Next time, though, you can look forward to another gem! =)

12 August 2010

SAGE Advice: Part 3

Note: It's come to my attention that there's more to Sonic Fusion than I gave it credit for. For some reason when I ran it on my machine, the "Up" button was continually registering, and that's what was killing Sonic's ability to roll or spindash. It also prevented me from accessing the other levels and characters from the menu. If and when I can resolve this issue, I'll be giving the game a more accurate and balanced review.

Sonic 2: Dimps Edition

ROM Hack of Sonic 2 by SOTI

Visit the Sonic 2: Dimps Edition Booth

As implied by the title, this is a hack of Sonic 2 that attempts to mimic the style of Dimps (the developer responsible for the Sonic Advance and Sonic Rush series, as well as the upcoming Sonic 4). This means that the Zones are chock-full of Speed Boosters, the Homing Attack is present (use button C), the jump height is lower, plus a few other minor modifications, such as to the music and sound. The illusion isn't complete - for instance the Monitors and Springs are still solid, which isn't the case in the majority of the Dimps titles - but the game is still under construction, so that's understandable.

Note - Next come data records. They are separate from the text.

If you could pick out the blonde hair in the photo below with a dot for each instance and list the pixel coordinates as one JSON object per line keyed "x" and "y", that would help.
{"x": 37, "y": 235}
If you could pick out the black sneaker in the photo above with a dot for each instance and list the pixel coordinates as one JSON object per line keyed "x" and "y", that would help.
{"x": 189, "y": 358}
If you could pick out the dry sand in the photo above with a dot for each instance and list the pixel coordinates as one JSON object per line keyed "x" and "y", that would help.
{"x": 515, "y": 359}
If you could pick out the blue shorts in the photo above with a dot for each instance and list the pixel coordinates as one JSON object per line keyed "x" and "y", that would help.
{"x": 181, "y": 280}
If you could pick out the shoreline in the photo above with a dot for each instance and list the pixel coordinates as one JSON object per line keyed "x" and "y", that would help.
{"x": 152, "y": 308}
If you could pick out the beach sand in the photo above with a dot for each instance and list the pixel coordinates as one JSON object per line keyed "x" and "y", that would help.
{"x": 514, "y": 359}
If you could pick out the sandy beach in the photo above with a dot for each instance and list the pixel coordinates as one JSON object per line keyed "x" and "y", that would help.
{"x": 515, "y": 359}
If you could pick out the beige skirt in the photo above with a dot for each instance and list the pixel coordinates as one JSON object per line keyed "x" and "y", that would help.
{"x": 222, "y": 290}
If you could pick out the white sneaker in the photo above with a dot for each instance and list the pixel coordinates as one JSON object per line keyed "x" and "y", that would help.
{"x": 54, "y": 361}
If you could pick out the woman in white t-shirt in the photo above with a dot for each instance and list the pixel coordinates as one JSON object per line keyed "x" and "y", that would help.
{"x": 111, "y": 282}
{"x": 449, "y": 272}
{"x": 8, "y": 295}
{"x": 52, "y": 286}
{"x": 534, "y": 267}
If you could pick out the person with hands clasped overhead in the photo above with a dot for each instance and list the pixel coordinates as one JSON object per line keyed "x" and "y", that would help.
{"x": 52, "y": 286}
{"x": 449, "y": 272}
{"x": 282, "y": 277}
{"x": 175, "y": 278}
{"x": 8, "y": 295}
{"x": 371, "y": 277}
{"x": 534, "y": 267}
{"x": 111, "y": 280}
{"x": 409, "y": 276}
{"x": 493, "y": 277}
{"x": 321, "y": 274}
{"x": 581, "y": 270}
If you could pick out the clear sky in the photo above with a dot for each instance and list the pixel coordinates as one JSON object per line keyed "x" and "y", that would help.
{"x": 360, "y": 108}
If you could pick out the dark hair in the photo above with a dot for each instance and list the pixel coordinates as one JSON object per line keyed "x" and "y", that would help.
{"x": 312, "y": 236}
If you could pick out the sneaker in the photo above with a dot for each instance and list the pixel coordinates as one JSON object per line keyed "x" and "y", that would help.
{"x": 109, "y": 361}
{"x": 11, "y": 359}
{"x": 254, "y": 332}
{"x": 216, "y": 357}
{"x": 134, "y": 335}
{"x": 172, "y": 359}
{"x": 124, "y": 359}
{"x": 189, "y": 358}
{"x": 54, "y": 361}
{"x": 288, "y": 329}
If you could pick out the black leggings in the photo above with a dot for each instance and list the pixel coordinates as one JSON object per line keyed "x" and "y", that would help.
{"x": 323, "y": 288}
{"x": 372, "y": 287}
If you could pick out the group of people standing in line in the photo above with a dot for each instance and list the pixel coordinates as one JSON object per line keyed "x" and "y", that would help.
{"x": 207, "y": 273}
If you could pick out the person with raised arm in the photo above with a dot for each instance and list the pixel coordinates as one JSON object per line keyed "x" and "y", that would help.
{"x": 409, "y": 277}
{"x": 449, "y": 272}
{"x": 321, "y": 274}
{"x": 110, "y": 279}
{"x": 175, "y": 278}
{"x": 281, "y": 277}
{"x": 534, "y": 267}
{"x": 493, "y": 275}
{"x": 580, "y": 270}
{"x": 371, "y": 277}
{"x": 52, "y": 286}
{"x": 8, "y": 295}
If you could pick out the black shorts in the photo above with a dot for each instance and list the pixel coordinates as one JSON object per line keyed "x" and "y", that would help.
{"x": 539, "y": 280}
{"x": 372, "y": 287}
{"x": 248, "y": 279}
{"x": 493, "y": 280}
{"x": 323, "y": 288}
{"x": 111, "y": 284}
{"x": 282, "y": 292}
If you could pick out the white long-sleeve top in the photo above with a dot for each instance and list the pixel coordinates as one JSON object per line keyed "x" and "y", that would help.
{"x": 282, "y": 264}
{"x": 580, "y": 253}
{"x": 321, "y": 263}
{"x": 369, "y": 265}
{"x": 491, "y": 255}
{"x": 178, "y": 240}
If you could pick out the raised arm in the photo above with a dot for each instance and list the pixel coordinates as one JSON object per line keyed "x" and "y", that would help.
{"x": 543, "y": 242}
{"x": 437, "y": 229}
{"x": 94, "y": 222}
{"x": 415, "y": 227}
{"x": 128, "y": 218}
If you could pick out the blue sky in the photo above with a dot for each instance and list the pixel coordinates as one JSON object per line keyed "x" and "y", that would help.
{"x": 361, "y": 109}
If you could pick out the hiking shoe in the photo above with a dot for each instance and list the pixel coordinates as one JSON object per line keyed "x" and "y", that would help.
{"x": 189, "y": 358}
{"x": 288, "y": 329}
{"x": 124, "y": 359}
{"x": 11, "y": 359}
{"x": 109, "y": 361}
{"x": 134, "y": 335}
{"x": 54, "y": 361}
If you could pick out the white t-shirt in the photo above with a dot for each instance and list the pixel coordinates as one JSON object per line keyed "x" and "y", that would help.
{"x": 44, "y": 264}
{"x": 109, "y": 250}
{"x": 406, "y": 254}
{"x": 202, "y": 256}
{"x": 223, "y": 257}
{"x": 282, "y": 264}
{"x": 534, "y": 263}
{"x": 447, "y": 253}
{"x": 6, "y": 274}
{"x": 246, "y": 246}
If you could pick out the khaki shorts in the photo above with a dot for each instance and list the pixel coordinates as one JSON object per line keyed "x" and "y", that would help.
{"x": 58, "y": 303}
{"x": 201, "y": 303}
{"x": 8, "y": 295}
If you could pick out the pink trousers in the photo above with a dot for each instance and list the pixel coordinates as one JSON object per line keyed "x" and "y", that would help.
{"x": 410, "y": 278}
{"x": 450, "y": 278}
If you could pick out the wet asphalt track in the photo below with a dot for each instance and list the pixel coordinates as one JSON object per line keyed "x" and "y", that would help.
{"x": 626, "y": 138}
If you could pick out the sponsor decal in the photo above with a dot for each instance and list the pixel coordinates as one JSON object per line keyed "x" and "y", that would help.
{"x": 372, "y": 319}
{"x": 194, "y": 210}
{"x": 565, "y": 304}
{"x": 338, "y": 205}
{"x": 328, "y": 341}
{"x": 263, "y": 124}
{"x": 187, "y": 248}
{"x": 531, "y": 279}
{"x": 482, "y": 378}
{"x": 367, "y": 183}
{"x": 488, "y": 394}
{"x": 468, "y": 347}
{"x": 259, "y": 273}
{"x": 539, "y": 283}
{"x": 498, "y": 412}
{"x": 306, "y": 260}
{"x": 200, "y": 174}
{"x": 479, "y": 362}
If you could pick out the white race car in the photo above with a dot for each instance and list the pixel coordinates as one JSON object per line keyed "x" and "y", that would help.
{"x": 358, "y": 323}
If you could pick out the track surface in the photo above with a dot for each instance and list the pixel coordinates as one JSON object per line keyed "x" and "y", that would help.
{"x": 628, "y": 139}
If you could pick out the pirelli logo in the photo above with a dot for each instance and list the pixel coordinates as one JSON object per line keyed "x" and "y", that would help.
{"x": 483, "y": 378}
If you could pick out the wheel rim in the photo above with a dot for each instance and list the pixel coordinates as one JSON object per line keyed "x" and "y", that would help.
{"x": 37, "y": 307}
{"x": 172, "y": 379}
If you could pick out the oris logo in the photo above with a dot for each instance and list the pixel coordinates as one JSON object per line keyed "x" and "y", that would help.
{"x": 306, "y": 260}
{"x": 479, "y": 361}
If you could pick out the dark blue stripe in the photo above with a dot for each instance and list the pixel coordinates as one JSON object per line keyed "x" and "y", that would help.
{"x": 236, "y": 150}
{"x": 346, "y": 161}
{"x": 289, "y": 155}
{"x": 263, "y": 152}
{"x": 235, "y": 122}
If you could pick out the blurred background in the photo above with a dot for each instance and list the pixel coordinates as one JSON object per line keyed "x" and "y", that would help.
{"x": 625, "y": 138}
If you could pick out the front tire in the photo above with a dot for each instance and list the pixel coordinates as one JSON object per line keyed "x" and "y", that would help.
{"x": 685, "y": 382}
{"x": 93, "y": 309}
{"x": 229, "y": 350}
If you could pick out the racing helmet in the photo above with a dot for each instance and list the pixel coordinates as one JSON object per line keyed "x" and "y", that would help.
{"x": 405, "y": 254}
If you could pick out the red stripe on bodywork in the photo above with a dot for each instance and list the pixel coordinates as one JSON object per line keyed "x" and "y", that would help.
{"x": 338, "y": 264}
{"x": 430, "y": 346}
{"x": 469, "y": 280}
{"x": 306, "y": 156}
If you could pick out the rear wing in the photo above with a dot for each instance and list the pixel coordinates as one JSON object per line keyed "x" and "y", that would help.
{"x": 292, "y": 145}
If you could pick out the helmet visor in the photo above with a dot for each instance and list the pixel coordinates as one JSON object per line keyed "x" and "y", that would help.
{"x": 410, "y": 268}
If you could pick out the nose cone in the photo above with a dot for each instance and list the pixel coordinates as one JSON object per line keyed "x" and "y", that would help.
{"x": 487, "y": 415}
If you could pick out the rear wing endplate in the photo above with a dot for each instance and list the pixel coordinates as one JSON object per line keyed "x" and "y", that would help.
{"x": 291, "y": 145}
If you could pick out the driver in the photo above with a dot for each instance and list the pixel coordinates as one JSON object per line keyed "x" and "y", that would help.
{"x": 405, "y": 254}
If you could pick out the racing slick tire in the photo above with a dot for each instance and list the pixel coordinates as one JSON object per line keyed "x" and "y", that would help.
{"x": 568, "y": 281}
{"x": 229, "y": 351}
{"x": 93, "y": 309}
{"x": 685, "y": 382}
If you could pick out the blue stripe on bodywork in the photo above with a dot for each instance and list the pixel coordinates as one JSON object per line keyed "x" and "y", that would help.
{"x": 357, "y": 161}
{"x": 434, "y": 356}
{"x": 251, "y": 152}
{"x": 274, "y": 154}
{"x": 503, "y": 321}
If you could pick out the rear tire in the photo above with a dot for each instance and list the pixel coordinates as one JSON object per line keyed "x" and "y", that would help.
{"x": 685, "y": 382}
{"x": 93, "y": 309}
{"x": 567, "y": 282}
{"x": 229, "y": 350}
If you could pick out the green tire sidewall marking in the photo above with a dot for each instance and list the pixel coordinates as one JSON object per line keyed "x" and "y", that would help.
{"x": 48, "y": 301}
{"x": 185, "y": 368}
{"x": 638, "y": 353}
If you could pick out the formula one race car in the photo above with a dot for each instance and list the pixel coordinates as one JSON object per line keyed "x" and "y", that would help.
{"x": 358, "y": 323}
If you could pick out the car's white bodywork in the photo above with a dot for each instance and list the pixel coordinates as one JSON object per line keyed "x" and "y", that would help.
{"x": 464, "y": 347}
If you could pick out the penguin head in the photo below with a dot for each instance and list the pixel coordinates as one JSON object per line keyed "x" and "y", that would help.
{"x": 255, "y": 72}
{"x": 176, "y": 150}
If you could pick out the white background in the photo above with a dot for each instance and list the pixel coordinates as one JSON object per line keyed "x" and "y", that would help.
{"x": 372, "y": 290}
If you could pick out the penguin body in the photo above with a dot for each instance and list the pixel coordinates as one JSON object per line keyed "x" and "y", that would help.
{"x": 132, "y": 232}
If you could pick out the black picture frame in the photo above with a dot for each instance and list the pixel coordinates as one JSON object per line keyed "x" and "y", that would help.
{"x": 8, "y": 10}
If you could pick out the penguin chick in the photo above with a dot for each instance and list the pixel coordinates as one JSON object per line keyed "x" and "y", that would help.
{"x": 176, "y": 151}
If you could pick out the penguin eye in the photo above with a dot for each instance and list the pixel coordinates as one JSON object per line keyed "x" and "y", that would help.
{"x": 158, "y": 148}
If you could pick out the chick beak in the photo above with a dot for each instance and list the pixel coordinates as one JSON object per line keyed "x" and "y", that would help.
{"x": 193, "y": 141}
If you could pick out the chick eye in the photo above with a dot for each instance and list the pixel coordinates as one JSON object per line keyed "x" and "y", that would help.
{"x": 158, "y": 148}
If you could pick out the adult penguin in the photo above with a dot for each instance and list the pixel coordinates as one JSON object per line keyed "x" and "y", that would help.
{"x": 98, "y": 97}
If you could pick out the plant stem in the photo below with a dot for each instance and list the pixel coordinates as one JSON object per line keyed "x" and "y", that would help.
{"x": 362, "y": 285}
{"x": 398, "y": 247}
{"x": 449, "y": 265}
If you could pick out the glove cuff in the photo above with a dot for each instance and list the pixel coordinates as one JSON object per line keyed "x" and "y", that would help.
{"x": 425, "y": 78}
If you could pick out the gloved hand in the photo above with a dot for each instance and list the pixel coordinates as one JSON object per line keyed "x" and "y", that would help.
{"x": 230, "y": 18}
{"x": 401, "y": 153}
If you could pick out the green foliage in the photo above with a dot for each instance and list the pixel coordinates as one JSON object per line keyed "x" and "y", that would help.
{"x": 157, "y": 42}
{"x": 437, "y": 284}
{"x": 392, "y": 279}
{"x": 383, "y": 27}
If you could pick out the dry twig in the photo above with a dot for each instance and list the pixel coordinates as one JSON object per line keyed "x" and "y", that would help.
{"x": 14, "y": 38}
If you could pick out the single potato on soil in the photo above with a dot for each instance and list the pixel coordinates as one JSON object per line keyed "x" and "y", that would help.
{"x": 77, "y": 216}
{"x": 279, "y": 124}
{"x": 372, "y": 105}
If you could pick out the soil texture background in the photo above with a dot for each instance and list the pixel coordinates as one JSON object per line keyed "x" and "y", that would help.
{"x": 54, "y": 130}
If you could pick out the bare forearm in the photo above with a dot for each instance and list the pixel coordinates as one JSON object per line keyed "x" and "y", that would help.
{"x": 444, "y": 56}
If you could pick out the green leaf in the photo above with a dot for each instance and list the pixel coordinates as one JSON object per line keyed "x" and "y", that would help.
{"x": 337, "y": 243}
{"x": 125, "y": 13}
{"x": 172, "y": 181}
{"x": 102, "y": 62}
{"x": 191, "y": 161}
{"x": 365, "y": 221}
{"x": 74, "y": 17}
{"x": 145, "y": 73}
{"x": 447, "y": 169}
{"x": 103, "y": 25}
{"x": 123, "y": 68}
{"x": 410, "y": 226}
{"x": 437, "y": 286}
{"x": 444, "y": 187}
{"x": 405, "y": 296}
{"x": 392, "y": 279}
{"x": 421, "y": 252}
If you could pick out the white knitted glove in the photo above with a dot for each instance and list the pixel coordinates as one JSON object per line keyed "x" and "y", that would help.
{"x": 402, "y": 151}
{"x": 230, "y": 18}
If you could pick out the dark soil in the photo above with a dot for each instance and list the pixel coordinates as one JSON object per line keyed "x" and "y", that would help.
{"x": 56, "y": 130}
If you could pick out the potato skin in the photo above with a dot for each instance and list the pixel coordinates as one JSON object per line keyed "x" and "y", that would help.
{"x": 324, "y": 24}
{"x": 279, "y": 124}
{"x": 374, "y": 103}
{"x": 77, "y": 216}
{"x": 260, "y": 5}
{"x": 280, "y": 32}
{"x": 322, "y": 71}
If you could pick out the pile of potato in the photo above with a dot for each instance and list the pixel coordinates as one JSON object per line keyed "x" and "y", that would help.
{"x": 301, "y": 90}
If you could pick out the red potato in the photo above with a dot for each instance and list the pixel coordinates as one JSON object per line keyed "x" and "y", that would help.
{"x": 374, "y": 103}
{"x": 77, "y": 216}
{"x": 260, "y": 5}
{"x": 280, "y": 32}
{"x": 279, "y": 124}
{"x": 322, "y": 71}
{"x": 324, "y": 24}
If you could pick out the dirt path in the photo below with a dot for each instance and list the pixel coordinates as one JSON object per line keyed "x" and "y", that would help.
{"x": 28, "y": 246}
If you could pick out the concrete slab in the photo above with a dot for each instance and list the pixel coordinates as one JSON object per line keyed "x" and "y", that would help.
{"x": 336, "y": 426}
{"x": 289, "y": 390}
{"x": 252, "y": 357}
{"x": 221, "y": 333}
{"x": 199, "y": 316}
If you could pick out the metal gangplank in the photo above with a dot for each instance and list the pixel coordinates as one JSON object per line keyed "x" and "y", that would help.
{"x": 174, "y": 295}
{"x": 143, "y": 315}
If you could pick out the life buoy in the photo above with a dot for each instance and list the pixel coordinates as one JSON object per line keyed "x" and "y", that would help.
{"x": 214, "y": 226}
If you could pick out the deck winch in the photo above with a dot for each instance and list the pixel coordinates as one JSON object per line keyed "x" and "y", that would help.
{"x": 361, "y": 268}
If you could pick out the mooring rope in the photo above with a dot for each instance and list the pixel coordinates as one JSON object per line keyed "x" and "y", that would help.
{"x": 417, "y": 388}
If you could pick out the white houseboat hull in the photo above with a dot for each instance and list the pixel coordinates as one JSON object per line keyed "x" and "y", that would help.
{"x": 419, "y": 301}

Because this is a parody hack, it can't be evaluated in the traditional way. The music is intentionally worse; the physics are intentionally bad; the alterations intentionally take away from the experience of Sonic 2. As such I have no complaints except for this: The main additions, the Speed Boosters and Homing Attack, aren't properly implemented.

The Homing Attack isn't supposed to work when the enemies are above Sonic's head. Though I'm not sure how it works in Sonic 4, this is the case in the Dimps titles I've played.

The Speed Boosters are poorly coded. When Sonic hits them, he's immediately bumped outside of their hitbox, which creates a jerky motion. Again, in the Dimps games I'm familiar with, this isn't so - hitting Speed Boosters is actually very smooth. This is even more inexplicable because Chemical Plant Zone already has Speed Boosters in it, so I don't know why the creators of the hack didn't just take a hint from those objects' code.

It's all very well and good to throw something together sloppily if it's only going to reflect badly on Dimps and not yourself, but in the interest of accuracy I think that these issues should be fixed.

My Advice: The joke's a good one, and Dimps needs to be shown up after their recent miserable failures, but the idea quickly turns stale by the second or third level. If you don't play the game, though, at least check out the "Ben Kalough" PR video - if you've been following the turbid Sonic 4 saga, you'll probably enjoy the humour.

Sonic Gijinka

Game Made by Gear the Hedgehog in Game Maker

Visit the Sonic Gijinka Booth

There are three things that strike me about Sonic Gijinka. 1: Sonic is given a humanoid makeover. Weird, but not in itself an unworkable idea. 2: They're including some elements from the Sonic 1 beta, such as the "Welcome" sign in Green Hill Zone. 3: It's the worst thing I've ever played.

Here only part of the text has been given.